Norah shivered at the mention of the Norseman’s name: Einarr. The Viking leader whose forces had attacked her father’s island, killing his people and stealing the clan’s most prized possessions. Einarr, a savage heathen with golden hair and eyes as cold and pale as ice. The image of the harsh, enormous man was one she’d not be likely to forget, for they’d met, eye to eye, in the midst of that raid.
They’d crossed each other’s path as she had been herding a number of children to safety. The poor, terrified mites had screamed as he’d raised his arms, heavily muscled and wrapped in bands of gold, above his head, wielding his double-edged sword. He’d grinned at her across the short distance between them, menacing and cruel.

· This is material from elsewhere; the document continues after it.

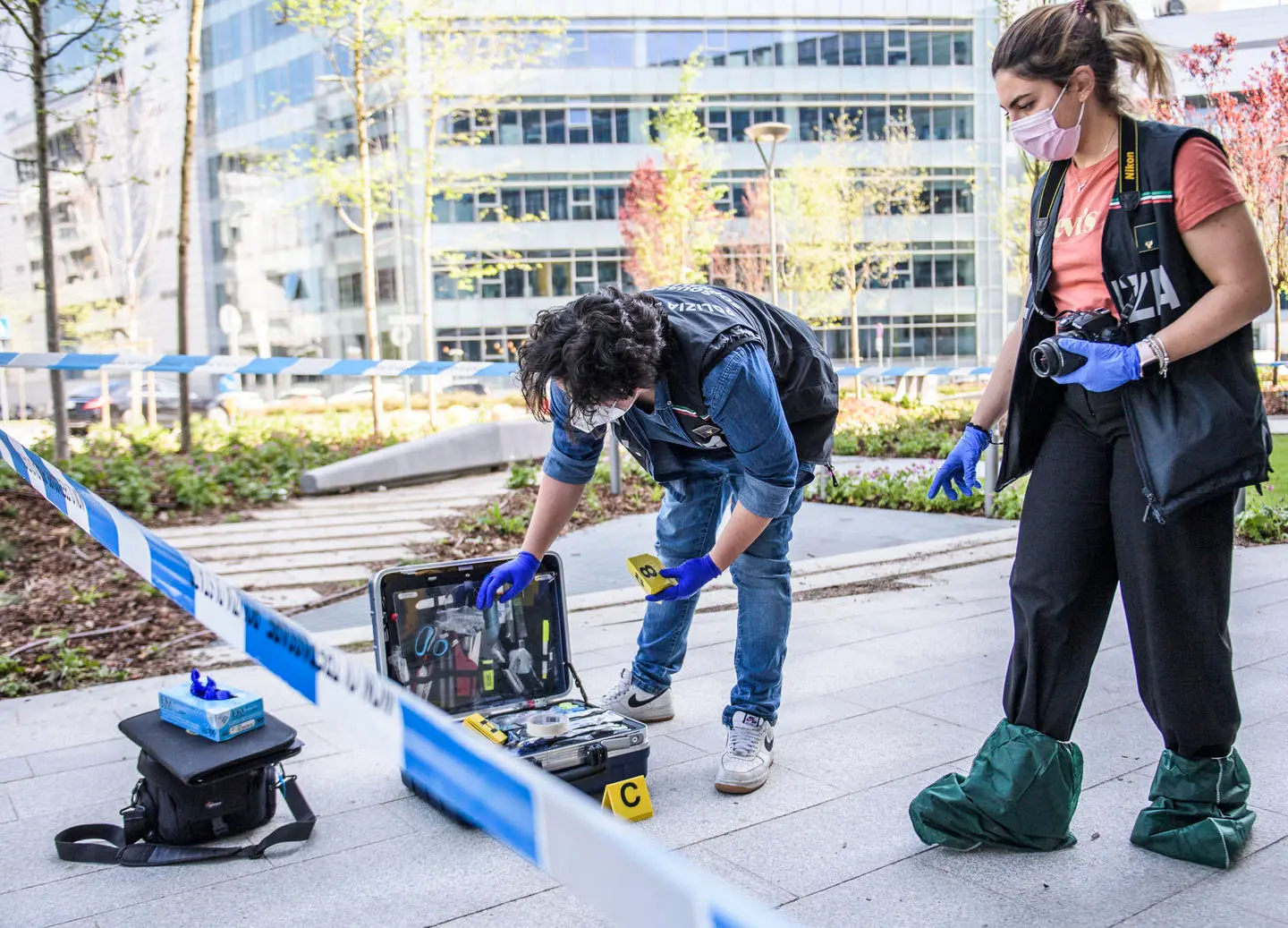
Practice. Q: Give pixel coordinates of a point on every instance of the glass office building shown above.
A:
(567, 138)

In that instance she felt she must be looking at the angel of death about to deliver his fatal blow. Their eyes had locked—a brief but inescapable connection beneath which Norah was rendered powerless.
Then the invisible connection had broken, snapped like a fishing line. She turned and ran, shoving and dragging and shouting at the children to move, to save themselves, to hide.
Why he had let them go, she couldn’t fathom. Had they run into any other of his warriors that night she was not at all convinced they would have been as lucky. But he had let them run; she was not so naive as to think otherwise.
“Does Garrett go wi’ them?”
“He does,” Iseabal nodded warily. “Yer father thinks him man enough now to learn the demands that leading his people will bring. ‘Tis no better opportunity for him to see there is danger in the responsibilities of a clan’s Chief as well as leisure.”